Waffle gave birth yesterday. She made a very nice nest out of strips of cloth and papertowels. First she also used the Yesterday's News from her litter box (including her poop), but I removed that because I read somewhere that it would be bad for the babies.

Now I wonder when I should change their bedding? What to do with the eepers meanwhile? Should I use papertowel again? And when can I put the litter box back in for Waffle?


----------



## miloandroxie (Dec 19, 2007)

I first changed Roxie's bedding the day after she gave birth. Everything was poopy or bloody and she obviously hadn't moved from that one corner in the past 24 hours. 
What I did was, I moved mom into her spare cage and set up a heating pad on low with a big comfy towel over it. I placed the bubs on the towel and proceded to clean the cage as usual, not using spays or anything. I then lined the cage with Carefresh and Yesterday's News and tore up strips of fabric, newspaper and paper towels. I placed them where she had originally nested and threw in a couple strips of the bloodied fabric and paper towel strips along with the nesting material.
I then placed the bubs in a careful pile near the nest and then put mom in the cage (in an area where she would see the bubs before approaching the nest and not step on them). Then I let her be.

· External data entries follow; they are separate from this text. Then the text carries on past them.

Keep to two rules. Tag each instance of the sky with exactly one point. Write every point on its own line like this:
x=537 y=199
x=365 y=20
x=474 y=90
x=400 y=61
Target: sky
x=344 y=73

I hope this is helpful. And if mom gets violent (Roxie was very aggresive the first week after the babies were born) try winter gloves or padded socks on your hands. Treats for mom help too.  Good luck with your babies!


----------



## dragonegg (Oct 2, 2007)

Thanks. Waffle isn't aggressive at all. In fact, she seemed so happy and relieved after the birth, and proud, too. She's a good little mommy. She also didn't poop in her nest, she went to do it in the corner farthest away from her babies. Maybe I'll wait another day before I clean them up.


----------